Fast forward to seventh grade. A trip to the cardiologist for another checkup. The report showed the aorta had ceased to enlarge. She was cleared to play.
“It was the best doctor visit I ever had,” Hadley Nielson said. “It was something I never thought would happen.”
Having never had the chance to play basketball, she was like a prisoner released early from a life sentence. Free to compete, but five or six years behind most other girls her age. Her prognosis as a player?
“I remember her coming to our camp in eighth grade,” Highland coach Miner Webster said. “I saw this tall, gangly kid. I needed to keep an eye on her since she was so tall. After watching her, I thought she'd never make it.”
Nielson returned to camp as a ninth-grader. She garnered Webster's attention again.
“I couldn't believe how much she'd improved,” Webster said. “She wasn't fantastic, but she'd gotten a lot better. At the time I didn't know any of her background. We'd get on her because she had trouble catching the ball. She'd fumble it a lot. We didn't know she had vision problems.”
Hadley Nielson earned a spot on Highland's freshman team and averaged 15 points a game. She played on the junior varsity and at times on varsity last year as sophomore. Her season was interrupted by eye surgery to repair-restore the lens in her right eye.
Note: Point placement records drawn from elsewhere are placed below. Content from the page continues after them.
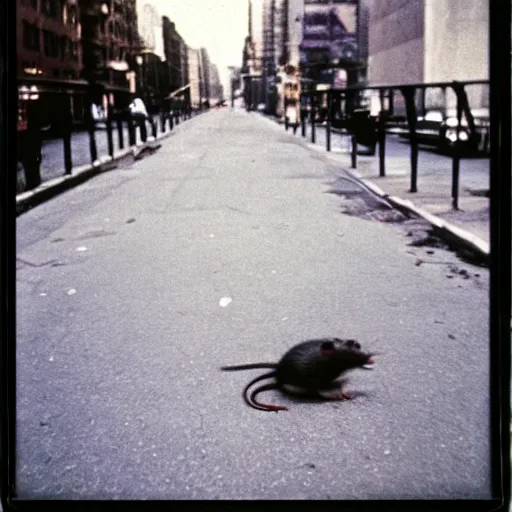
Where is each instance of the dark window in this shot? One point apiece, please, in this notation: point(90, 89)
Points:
point(51, 43)
point(64, 48)
point(72, 16)
point(30, 36)
point(50, 8)
point(74, 50)
point(30, 3)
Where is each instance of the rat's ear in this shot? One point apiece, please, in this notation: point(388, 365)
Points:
point(327, 348)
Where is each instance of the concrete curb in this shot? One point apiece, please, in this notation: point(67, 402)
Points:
point(453, 235)
point(49, 189)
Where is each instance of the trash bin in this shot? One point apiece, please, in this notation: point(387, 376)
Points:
point(29, 141)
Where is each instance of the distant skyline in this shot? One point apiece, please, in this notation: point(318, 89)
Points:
point(220, 26)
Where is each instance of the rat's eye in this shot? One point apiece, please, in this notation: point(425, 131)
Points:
point(352, 344)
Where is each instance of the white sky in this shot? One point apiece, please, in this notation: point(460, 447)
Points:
point(220, 26)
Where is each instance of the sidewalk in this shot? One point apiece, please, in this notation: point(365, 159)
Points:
point(227, 246)
point(54, 179)
point(432, 201)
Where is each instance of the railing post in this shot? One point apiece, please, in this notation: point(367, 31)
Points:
point(328, 122)
point(409, 93)
point(353, 152)
point(110, 140)
point(313, 115)
point(119, 123)
point(382, 137)
point(461, 105)
point(66, 134)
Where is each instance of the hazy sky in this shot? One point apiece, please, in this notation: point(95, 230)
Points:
point(218, 25)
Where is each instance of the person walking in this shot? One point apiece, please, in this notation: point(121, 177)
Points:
point(140, 115)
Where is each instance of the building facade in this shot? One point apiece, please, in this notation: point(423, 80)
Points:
point(48, 39)
point(110, 41)
point(152, 71)
point(194, 74)
point(216, 92)
point(204, 66)
point(176, 53)
point(429, 41)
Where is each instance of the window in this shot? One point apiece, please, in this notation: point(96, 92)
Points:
point(51, 44)
point(64, 48)
point(30, 36)
point(72, 16)
point(30, 3)
point(74, 50)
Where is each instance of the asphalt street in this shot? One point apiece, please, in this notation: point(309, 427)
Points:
point(227, 247)
point(52, 150)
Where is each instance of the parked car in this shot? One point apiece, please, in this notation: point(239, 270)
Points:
point(439, 130)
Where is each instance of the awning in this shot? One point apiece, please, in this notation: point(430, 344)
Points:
point(175, 93)
point(118, 65)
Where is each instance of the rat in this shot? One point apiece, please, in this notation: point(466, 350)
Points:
point(312, 367)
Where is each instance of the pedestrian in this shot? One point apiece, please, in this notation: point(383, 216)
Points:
point(140, 115)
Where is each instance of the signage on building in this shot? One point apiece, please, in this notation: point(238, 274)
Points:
point(330, 32)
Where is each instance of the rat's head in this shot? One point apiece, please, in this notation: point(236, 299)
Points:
point(347, 351)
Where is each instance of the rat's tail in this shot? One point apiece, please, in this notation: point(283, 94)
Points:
point(249, 366)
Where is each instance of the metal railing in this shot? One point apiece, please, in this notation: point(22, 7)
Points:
point(340, 107)
point(97, 134)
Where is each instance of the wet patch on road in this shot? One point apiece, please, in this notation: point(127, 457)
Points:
point(359, 202)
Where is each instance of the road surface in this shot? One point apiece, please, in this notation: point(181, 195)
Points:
point(226, 247)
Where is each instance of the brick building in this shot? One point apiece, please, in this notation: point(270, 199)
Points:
point(176, 54)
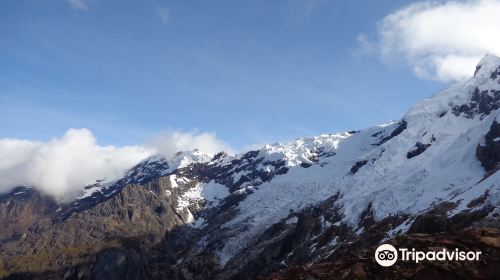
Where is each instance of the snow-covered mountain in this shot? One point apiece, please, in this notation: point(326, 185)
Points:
point(303, 202)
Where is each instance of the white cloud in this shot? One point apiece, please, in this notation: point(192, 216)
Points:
point(170, 142)
point(162, 12)
point(80, 5)
point(62, 166)
point(441, 40)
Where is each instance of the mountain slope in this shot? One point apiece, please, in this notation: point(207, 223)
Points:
point(311, 200)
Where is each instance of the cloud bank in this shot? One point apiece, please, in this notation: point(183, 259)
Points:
point(441, 40)
point(62, 166)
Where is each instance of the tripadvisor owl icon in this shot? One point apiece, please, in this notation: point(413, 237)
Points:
point(386, 255)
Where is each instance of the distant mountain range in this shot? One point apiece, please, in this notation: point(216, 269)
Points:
point(315, 207)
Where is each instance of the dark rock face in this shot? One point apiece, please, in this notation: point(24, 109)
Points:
point(118, 264)
point(419, 148)
point(360, 263)
point(482, 103)
point(22, 210)
point(489, 153)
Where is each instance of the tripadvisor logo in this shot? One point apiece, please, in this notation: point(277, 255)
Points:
point(387, 255)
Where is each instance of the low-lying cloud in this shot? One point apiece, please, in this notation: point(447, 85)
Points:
point(62, 166)
point(441, 40)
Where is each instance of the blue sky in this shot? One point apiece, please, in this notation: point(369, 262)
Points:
point(250, 71)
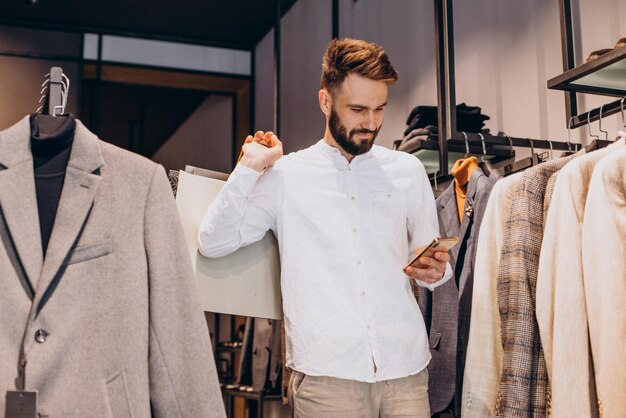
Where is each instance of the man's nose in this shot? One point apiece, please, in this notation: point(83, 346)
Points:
point(369, 122)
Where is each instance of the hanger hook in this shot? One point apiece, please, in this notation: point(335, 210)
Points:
point(569, 133)
point(606, 133)
point(551, 155)
point(510, 145)
point(482, 141)
point(589, 126)
point(466, 144)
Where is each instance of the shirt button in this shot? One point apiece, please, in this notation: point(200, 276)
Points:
point(41, 335)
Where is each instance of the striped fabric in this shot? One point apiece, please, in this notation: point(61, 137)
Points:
point(524, 383)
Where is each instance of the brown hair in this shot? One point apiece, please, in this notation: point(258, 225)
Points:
point(346, 56)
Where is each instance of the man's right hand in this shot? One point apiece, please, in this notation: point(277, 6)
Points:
point(261, 150)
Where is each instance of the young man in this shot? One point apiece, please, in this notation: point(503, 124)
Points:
point(347, 215)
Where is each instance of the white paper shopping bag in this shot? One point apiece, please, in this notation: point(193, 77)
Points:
point(246, 282)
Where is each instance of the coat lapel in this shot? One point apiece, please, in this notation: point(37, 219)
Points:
point(82, 178)
point(18, 203)
point(468, 215)
point(449, 218)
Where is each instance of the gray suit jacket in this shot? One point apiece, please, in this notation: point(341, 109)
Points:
point(109, 322)
point(447, 309)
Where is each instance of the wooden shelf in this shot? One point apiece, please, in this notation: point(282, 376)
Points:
point(605, 75)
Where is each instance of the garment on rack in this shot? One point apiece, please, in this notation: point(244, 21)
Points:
point(113, 322)
point(604, 272)
point(560, 309)
point(483, 364)
point(447, 309)
point(524, 383)
point(462, 172)
point(50, 157)
point(469, 118)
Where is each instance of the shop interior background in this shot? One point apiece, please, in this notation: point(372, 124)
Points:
point(505, 52)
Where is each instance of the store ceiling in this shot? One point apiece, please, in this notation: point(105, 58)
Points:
point(228, 23)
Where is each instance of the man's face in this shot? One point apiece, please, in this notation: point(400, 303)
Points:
point(356, 113)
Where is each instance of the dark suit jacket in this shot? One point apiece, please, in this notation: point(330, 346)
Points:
point(447, 309)
point(110, 321)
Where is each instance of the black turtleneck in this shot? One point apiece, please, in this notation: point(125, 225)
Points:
point(51, 153)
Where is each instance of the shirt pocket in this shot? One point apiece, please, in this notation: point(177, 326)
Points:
point(90, 251)
point(387, 212)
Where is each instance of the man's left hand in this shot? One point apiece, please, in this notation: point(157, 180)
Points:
point(431, 267)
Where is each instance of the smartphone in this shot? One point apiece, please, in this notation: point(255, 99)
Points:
point(438, 244)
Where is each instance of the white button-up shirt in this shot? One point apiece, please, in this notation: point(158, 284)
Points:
point(345, 231)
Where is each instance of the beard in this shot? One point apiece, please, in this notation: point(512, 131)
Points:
point(346, 139)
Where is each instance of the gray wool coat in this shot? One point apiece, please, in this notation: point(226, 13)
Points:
point(109, 322)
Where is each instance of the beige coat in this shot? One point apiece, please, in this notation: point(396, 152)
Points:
point(604, 267)
point(483, 365)
point(120, 331)
point(561, 312)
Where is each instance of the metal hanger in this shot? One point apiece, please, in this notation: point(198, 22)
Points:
point(606, 133)
point(53, 102)
point(597, 143)
point(524, 163)
point(622, 133)
point(551, 150)
point(486, 165)
point(466, 144)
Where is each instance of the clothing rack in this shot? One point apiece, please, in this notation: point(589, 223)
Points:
point(572, 79)
point(448, 134)
point(54, 93)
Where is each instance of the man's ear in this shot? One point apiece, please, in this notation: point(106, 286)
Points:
point(325, 101)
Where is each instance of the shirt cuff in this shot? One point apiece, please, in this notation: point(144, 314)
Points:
point(243, 179)
point(432, 286)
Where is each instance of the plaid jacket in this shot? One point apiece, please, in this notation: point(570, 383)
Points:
point(524, 384)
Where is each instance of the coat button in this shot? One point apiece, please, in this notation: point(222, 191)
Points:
point(41, 335)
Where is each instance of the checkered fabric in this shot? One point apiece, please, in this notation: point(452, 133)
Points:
point(524, 384)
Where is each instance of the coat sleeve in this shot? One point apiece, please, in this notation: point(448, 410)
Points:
point(183, 378)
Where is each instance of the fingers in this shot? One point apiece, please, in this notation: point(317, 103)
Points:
point(425, 274)
point(442, 256)
point(432, 267)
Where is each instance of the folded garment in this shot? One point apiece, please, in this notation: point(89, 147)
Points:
point(410, 144)
point(597, 54)
point(412, 138)
point(469, 118)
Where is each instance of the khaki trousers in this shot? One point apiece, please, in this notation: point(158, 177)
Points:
point(328, 397)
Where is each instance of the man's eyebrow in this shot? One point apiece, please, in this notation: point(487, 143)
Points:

Her vision is improved, but she often has double vision.
A second opinion on her heart condition was sought with a visit to Cedar Sinai Medical Center in California last summer to confirm playing was still not an enormous risk. All systems go.
Hadley Nielson began the season as one of five starters for Highland and in line for a good share of playing time as the Lady Hawks opened their season this week hosting their annual Thanksgiving Tournament. Hadley averaged 7.5 points and 7.5 rebounds in wins Monday and Tuesday this week over Alhambra and Saguaro, respsectively. Her reboundin and scoring in the final period Tuesday vs. Saguaro helped nail down a come-from-behind victory.
Getting her chance to play at her healthiest has further brightened an already sunny outlook under the circumstanes. Hadley's battle with marfan prompted Jennifer Nielson to pen a memoir of what her daughter has faced for more than a decade. Titled “Rubber Band Girl”, it was published just about a year ago. Mom still marvels at her daughter's handling of all that's come her way — good and bad.
“Her spirit is strong,” Jennifer Nielson said. “She is a happy kid. To have the attitude she has with all she's experienced is inspiring to me. Getting the chance to play basketball like she always wanted and hoped is exciting.”
Hadley Nielson is ever mindful of her chance to follow her dream. She and her family study marfan syndrome relentlessly. They attended a conference dedicated to it last year. One more reminder…..
“At the conference there are lots of others with marfan syndrome that don't get to do what I'm doing,” Hadley Nielson said. “I'm gratedful. I don't take it for granted.”